Хозяин нехотя бросил пятиалтынный и произнес почти с гордостью:
— Ступай с Богом!
Старичок с покорностью принял милостыню и не тронулся с места.
— Чего ж тебе еще? — с нетерпением повторил пан.
— Да так, хочу присмотреться к тебе.
— Ко мне?
— Да… Ты не узнал меня, а я и родителей твоих, и тебя когда-то знал хорошо. О, Боже!.. До чего ты дожил! Как ты жалок!
— Я? Да ты кто такой? Что это значит? — с любопытством и гневом спросил хозяин.
— Я Осип Мнишевский… Помнишь, мы были соседями?
— Как? Ты Мнишевский?.. — Пан начал всматриваться в лицо нищего с удивлением, возраставшим с каждой минутой. — Мнишевский, в таком положении?
— Как видишь! Владел двумя деревнями, жил на широкую ногу, кутил… а теперь с палкой таскаюсь, прошу милостыни… А знаешь ли, Адам, теперь я чуть ли не счастливее, чем был когда-то, вот и ты, я думаю, при всем своем богатстве, беднее меня…
Пан Адам припомнил веселые пиры, богатство, роскошь, постоянное падение и наконец исчезновение целого рода Мнишевского, подал старику руку и довольный тем, что мог развлечь себя, ввел его в покои.
Мнишевский яркими красками изобразил всю пустоту жизни, проведенной в роскоши, и тот благодатный случай, который вынес его из страшной пропасти.
Разбитый, больной, пожираемый злобой и отвращением к жизни, лежал он в больнице, и тут-то семя исправления упало в душу из уст сестры милосердия, ухаживавшей за ним. Поднося к губам страдальца лекарство, она шептала молитву, вливала в грешную душу сладкие надежды и вела ее к спасению. Кроткое слово, дышащее чисто христианскою любовью, вносило в душу больного неведомое доселе спокойствие. Здесь впервые он узнал сладость и силу молитвы.
Мнишевский с пустыми руками, но с чистой совестью оставил больницу и пошел ко святым местам.
— И в то время, — продолжал он, — когда с палкой в руках и сумой за плечами очутился я среди большой дороги, — спокойствие, дотоле чуждое мне, посетило мою душу. Никогда я не был так счастлив! Думаешь, я завидую тебе или жалею о том, что бросил то, что не имеет никакой цели и ведет к погибели? Нет! Нет! Я забрел в эту сторону, чтобы навестить гробы отцов, помолиться над ними, а потом снова отправлюсь и буду спокоен, счастлив.
Так говорил Мнишевский, и каждое слово его глубоко запечатлевалось в мозгу и сердце Адама.
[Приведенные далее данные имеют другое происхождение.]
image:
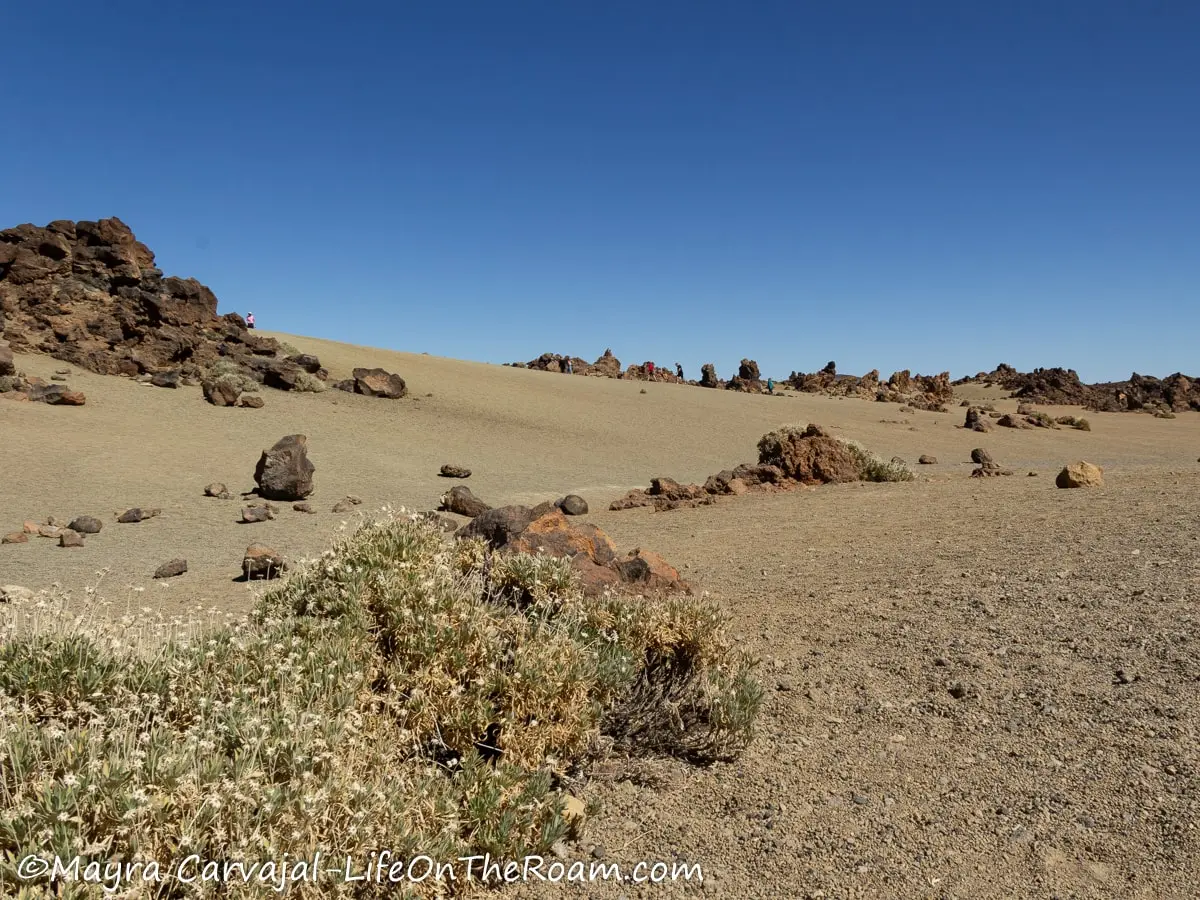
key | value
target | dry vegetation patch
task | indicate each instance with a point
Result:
(400, 691)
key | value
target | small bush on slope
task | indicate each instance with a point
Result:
(357, 709)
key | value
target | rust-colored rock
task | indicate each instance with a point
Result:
(379, 383)
(553, 534)
(262, 562)
(1080, 474)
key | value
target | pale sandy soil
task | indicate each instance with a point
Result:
(865, 601)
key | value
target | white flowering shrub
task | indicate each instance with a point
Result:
(397, 693)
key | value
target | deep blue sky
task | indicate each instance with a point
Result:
(925, 185)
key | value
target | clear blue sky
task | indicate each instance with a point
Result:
(925, 185)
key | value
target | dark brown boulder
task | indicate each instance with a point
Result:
(379, 383)
(70, 539)
(461, 501)
(137, 514)
(607, 365)
(171, 570)
(573, 505)
(498, 526)
(285, 472)
(306, 361)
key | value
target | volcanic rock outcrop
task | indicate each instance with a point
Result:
(89, 293)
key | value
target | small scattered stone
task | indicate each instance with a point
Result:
(1080, 474)
(573, 505)
(262, 562)
(460, 499)
(70, 539)
(256, 514)
(137, 515)
(444, 522)
(172, 569)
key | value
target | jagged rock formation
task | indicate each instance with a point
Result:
(1062, 387)
(931, 393)
(89, 293)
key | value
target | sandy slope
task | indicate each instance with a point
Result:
(867, 601)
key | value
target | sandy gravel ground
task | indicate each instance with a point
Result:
(976, 688)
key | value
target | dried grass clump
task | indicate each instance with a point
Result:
(400, 691)
(1073, 421)
(875, 468)
(229, 372)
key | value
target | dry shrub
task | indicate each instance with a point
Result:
(772, 449)
(229, 372)
(399, 691)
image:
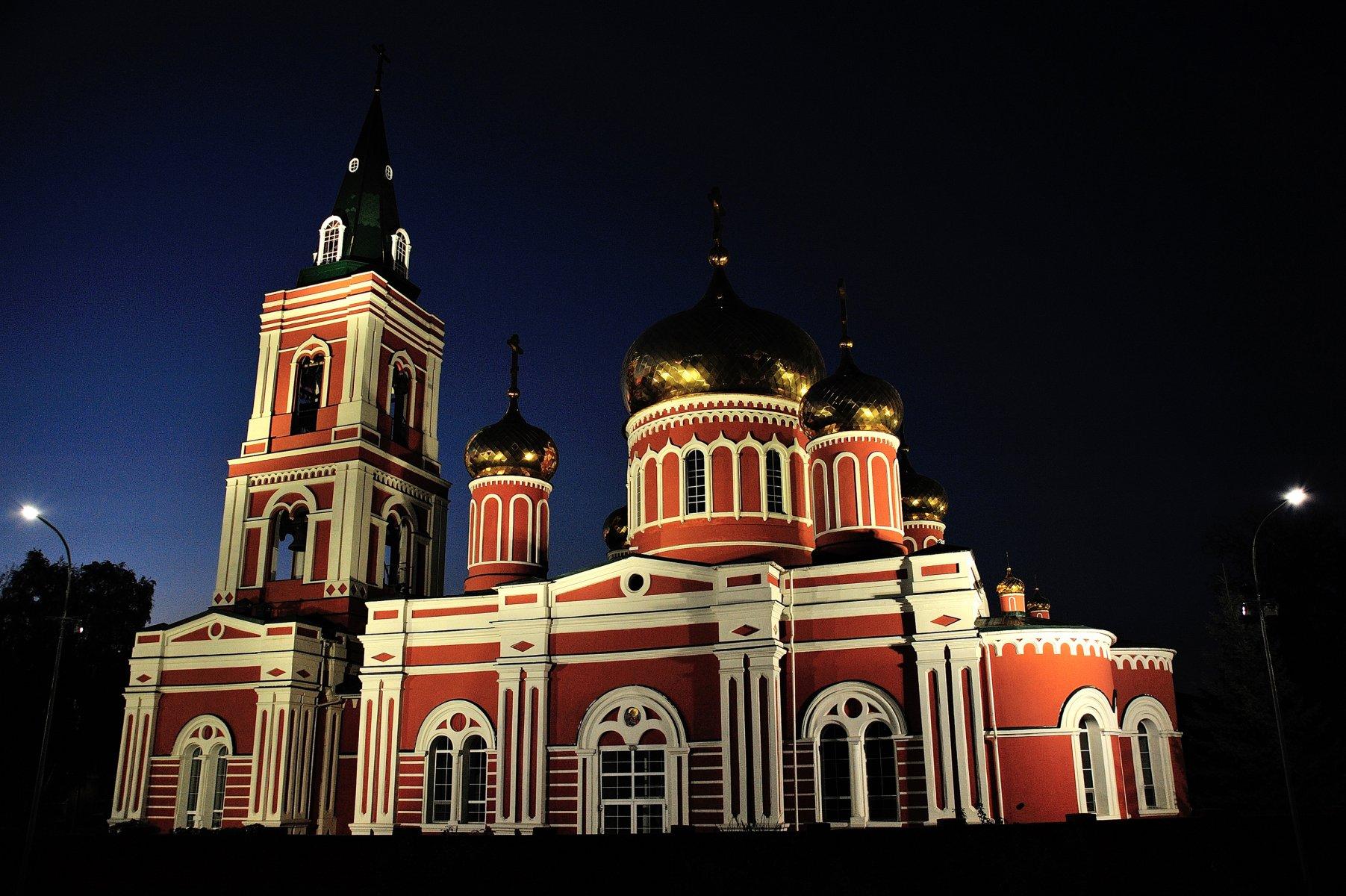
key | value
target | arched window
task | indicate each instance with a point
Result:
(835, 774)
(308, 393)
(204, 747)
(774, 483)
(328, 241)
(455, 740)
(395, 555)
(635, 756)
(402, 252)
(1091, 753)
(439, 782)
(881, 771)
(694, 474)
(291, 541)
(855, 729)
(399, 404)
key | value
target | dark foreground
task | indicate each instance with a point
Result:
(1237, 853)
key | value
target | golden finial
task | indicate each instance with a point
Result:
(846, 339)
(516, 350)
(719, 256)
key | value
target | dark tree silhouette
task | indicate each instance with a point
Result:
(110, 603)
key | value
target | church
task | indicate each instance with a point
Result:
(779, 635)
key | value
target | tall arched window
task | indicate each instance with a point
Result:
(402, 252)
(439, 782)
(835, 774)
(328, 241)
(399, 404)
(855, 729)
(881, 771)
(291, 541)
(308, 393)
(454, 740)
(774, 483)
(1091, 753)
(694, 474)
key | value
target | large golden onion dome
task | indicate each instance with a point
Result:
(922, 498)
(512, 446)
(851, 400)
(614, 529)
(1011, 584)
(719, 345)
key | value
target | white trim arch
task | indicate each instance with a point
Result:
(637, 718)
(1082, 706)
(202, 750)
(457, 721)
(1159, 733)
(854, 706)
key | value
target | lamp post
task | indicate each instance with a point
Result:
(33, 513)
(1294, 498)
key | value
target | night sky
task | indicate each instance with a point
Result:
(1092, 246)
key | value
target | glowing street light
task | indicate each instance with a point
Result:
(31, 513)
(1295, 497)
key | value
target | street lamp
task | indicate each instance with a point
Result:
(31, 513)
(1295, 497)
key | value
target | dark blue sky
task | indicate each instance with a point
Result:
(1092, 248)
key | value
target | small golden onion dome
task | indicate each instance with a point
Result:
(719, 345)
(922, 498)
(1010, 585)
(850, 401)
(511, 447)
(614, 529)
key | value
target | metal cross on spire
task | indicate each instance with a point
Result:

Никогда еще пан не слышал ничего подобного. Когда-нибудь он должен был перемениться, лишние годы жизни не для чего иного, как для исправления даны были ему.
И задумался пан Адам над своей глупо растраченной жизнью. Голос совести впервые раздался в его сердце, он требовал перерождения. Нравственный переворот не мог совершиться правильно, тихо. Природа Адама привыкла к бурным чувствованиям и жаждала потрясении. Он вдруг круто повернул в сторону и очутился на пути, совершенно противоположном первому.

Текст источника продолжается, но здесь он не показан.